Я кивнул, и мое горло перехватило стальными тисками. На глаза навернулись предательские слезы, а налетевший порыв ветра дохнул невыносимой полынной горечью. Я поймал его. Поймал за хвост. И за это с меня взяли страшную плату.

— «Дева»! — внезапно понял я.

— Что? — не понял Шен.

— «Дева»! Понимаешь?! В колоде Йуолы не было «Девы»! Она еще тогда пыталась мне сказать, а я не понял! «Дева», малыш! Там не было «Девы»! Это была карта Лаэн! Понимаешь?!

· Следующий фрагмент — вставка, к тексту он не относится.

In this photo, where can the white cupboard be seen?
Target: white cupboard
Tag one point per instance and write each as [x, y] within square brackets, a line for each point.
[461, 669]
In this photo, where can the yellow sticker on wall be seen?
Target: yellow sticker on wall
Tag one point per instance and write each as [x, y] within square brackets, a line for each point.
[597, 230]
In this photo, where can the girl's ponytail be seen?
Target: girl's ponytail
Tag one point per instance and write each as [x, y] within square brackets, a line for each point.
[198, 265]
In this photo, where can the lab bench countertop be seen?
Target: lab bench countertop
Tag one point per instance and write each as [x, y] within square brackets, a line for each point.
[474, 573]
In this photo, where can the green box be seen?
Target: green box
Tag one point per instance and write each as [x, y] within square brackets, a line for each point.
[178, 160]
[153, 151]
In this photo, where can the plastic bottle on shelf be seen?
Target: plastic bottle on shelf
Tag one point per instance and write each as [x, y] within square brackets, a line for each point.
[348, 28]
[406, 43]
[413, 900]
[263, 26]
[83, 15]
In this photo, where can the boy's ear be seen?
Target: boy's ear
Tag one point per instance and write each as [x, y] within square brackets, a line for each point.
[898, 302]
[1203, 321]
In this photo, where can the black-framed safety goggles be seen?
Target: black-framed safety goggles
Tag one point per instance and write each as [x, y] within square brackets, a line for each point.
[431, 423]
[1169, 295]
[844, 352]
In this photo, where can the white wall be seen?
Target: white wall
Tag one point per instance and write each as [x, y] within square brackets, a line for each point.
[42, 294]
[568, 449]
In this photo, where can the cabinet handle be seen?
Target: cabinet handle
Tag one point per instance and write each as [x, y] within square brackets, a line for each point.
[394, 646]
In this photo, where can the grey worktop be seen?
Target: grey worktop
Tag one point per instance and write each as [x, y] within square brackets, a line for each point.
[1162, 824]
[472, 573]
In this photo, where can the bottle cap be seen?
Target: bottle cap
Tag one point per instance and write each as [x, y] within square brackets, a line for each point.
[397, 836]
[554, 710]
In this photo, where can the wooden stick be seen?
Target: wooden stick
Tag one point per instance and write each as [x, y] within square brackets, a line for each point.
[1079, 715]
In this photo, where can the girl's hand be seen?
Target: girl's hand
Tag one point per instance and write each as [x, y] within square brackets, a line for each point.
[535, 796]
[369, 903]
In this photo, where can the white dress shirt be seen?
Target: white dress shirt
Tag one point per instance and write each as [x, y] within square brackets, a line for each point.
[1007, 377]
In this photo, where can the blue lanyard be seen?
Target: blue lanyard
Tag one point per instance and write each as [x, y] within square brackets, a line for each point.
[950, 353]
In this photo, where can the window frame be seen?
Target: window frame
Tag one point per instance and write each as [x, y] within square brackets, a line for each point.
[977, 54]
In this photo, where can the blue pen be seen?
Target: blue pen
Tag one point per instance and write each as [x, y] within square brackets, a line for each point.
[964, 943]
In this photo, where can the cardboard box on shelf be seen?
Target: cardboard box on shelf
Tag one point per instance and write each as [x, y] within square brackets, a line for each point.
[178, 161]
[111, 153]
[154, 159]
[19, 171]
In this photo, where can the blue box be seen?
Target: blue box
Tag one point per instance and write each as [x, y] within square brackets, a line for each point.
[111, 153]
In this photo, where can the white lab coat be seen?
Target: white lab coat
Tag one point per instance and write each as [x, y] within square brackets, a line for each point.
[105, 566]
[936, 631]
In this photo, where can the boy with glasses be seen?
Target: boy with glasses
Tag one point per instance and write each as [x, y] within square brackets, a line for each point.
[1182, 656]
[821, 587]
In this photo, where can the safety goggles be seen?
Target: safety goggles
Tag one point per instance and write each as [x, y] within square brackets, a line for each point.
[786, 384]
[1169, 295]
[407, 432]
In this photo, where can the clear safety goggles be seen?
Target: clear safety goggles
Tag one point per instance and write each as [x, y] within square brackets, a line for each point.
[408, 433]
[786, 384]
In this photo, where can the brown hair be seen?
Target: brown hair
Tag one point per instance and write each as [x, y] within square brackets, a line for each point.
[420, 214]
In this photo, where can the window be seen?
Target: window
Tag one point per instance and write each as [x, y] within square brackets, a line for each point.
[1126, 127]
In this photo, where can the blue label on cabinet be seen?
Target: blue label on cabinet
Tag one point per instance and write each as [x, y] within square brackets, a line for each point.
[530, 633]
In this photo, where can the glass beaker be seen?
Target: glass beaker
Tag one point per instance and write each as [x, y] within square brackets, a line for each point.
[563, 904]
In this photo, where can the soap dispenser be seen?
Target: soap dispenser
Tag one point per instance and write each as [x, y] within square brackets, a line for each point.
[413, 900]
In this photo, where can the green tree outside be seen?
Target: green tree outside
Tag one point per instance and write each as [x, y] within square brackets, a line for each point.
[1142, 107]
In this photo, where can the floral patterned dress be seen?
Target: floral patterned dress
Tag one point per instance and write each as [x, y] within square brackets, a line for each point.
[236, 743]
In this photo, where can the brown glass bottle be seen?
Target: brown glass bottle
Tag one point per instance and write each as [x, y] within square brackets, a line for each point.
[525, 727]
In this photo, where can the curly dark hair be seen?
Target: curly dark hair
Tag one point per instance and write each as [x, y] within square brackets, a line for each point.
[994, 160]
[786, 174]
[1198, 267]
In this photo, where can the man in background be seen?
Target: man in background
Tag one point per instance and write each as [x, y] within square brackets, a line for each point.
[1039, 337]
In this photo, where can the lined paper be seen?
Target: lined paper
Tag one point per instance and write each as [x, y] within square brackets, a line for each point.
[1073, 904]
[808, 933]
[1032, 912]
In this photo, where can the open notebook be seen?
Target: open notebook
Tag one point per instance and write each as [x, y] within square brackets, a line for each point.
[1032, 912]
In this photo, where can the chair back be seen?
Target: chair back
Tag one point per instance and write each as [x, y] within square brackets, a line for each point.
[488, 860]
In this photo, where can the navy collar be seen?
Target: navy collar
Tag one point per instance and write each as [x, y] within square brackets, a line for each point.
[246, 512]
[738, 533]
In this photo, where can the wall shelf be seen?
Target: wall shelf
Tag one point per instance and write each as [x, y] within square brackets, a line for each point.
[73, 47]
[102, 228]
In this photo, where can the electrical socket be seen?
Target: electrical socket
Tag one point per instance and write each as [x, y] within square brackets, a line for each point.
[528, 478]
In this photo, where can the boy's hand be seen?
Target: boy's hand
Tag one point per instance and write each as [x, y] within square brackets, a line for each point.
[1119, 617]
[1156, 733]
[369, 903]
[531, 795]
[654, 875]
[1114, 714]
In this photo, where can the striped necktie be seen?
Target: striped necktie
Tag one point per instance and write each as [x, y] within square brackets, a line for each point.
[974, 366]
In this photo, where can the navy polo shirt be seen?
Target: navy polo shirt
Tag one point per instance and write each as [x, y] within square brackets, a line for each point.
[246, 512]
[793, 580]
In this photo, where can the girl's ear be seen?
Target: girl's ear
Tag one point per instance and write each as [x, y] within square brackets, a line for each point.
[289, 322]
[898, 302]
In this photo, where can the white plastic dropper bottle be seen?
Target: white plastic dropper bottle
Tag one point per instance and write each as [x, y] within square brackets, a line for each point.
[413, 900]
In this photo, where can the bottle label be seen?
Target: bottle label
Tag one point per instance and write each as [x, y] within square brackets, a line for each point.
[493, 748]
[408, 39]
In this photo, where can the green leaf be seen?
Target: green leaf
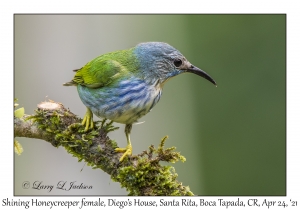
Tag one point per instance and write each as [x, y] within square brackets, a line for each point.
[19, 112]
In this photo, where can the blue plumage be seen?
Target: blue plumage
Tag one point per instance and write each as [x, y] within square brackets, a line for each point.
[125, 85]
[125, 102]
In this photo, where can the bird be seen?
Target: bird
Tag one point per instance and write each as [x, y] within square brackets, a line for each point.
[125, 85]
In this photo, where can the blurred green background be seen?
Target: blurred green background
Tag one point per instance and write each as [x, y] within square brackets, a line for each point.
[233, 136]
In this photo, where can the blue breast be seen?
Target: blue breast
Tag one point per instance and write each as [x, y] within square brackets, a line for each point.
[123, 102]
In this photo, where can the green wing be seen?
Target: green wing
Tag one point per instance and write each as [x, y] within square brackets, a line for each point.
[99, 73]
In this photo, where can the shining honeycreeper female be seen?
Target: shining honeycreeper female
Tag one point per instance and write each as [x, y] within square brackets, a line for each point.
[125, 85]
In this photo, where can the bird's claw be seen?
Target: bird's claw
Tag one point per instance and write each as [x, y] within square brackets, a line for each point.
[88, 120]
[127, 151]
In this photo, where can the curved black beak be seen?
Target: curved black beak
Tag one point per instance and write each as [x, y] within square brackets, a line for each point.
[195, 70]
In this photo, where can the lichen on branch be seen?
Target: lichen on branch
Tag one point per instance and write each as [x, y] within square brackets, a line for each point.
[140, 174]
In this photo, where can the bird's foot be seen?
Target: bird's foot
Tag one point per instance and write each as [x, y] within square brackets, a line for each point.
[127, 151]
[88, 120]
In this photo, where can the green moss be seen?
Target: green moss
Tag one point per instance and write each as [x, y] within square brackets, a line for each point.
[140, 174]
[147, 177]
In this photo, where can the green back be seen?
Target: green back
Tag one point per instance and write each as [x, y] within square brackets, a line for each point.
[106, 69]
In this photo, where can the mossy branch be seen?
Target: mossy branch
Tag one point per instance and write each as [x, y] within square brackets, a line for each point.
[140, 174]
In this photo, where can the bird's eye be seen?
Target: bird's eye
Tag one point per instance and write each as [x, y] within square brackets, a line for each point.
[177, 62]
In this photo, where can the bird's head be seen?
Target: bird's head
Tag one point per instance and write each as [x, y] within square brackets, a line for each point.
[159, 62]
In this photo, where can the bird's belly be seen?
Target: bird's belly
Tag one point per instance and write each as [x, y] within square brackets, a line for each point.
[122, 103]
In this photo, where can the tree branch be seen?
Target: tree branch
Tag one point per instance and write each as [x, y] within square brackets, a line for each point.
[140, 174]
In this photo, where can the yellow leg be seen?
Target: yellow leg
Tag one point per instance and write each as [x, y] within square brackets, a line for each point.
[88, 120]
[128, 149]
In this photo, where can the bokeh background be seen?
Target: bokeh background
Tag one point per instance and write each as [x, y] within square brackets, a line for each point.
[233, 136]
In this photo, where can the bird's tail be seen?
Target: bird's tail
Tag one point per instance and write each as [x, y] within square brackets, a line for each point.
[72, 83]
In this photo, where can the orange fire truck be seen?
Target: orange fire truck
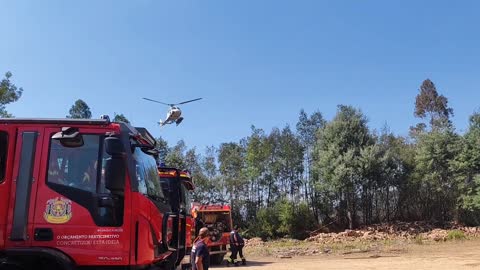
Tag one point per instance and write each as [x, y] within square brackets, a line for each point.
[178, 185]
[218, 220]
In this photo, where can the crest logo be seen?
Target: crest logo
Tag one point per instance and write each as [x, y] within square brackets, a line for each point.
[58, 211]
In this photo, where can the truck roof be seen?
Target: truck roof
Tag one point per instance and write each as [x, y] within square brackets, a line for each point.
[99, 122]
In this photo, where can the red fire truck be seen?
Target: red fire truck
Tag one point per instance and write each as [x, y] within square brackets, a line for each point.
[78, 194]
[218, 220]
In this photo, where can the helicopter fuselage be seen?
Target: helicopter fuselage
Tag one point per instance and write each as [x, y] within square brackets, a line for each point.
[172, 116]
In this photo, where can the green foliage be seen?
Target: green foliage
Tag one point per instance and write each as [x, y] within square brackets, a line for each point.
[432, 105]
[455, 235]
[434, 158]
[120, 118]
[338, 159]
[296, 221]
[8, 93]
[80, 110]
[266, 224]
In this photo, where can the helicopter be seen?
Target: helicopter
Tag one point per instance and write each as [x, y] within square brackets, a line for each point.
[174, 115]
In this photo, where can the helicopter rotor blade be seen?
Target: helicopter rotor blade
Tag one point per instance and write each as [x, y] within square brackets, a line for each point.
[158, 102]
[188, 101]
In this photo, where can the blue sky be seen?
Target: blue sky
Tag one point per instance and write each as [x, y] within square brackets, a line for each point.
[253, 62]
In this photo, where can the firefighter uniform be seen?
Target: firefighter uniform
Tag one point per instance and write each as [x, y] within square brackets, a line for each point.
[236, 247]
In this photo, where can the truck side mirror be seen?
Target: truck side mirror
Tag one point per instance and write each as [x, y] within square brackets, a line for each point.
[69, 137]
[115, 165]
[114, 146]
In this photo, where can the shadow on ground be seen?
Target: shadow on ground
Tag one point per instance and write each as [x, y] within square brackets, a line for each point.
[249, 263]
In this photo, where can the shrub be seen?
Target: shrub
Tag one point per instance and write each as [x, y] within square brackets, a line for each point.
[455, 235]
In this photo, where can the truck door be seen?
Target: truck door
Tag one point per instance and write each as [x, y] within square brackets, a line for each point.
[26, 163]
[7, 144]
[75, 213]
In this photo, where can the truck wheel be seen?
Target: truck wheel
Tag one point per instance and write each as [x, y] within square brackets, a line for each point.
[216, 259]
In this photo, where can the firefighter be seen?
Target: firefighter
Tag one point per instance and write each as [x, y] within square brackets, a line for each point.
[200, 256]
[236, 247]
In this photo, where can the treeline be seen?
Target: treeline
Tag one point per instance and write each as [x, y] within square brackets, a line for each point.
[341, 174]
[334, 174]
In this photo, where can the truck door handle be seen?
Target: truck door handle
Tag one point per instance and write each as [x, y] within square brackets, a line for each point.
[43, 234]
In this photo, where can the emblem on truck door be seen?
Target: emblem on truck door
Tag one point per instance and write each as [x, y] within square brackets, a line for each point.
[58, 211]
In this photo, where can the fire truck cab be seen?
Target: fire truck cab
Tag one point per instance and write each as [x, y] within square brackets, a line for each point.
[218, 220]
[78, 194]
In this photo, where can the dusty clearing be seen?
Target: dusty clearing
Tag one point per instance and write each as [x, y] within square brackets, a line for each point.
[447, 255]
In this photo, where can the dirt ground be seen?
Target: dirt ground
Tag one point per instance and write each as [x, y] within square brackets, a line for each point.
[448, 255]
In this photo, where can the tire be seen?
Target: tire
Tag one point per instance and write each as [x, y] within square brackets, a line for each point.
[216, 259]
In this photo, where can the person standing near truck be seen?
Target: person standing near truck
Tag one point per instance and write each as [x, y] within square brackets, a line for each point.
[236, 247]
[200, 256]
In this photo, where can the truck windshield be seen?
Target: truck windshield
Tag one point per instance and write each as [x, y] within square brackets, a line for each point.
[147, 175]
[77, 167]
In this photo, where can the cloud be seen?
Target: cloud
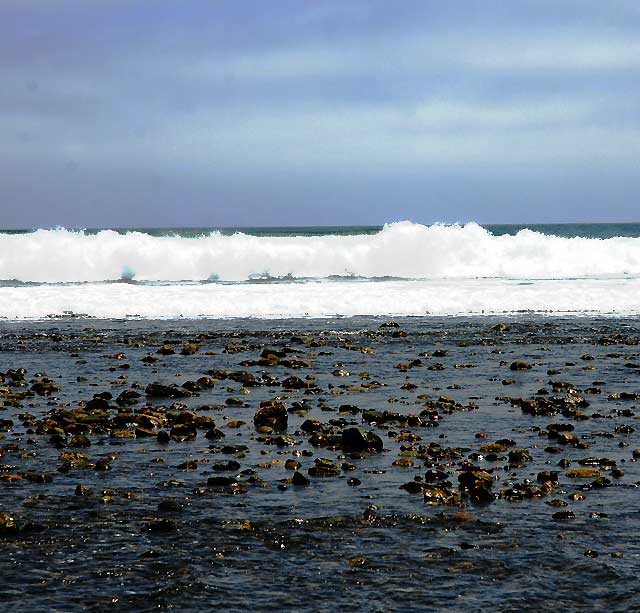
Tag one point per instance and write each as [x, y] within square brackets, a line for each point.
[324, 89]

Он смотрел на меня, точно на сумасшедшего, а я стал хохотать. А затем, больше не имея сил сдерживаться, обнял мое солнце и зарыдал.

Глава 27

Спрятавшись на вершине низкого холма за похожим на лошадиную голову красноватым камнем, Тиа ал’Ланкарра, кусая губы от бессилия, плакала. Ее жизнь была кончена, а надежда обрести себя оказалась разорвана в клочья.

И ничего нельзя вернуть назад.

Теперь до конца дней придется оставаться в чужом, ненавистном, противном ей, мужском теле с жалкими остатками того, что в нынешней Башне считают потрясающим Даром. Больше никто и ничто не сможет ей помочь. Ни мальчик-Целитель, находящийся рядом с воющим от отчаянья светловолосым лучником, ни сам Мелот, реши он спуститься с небес.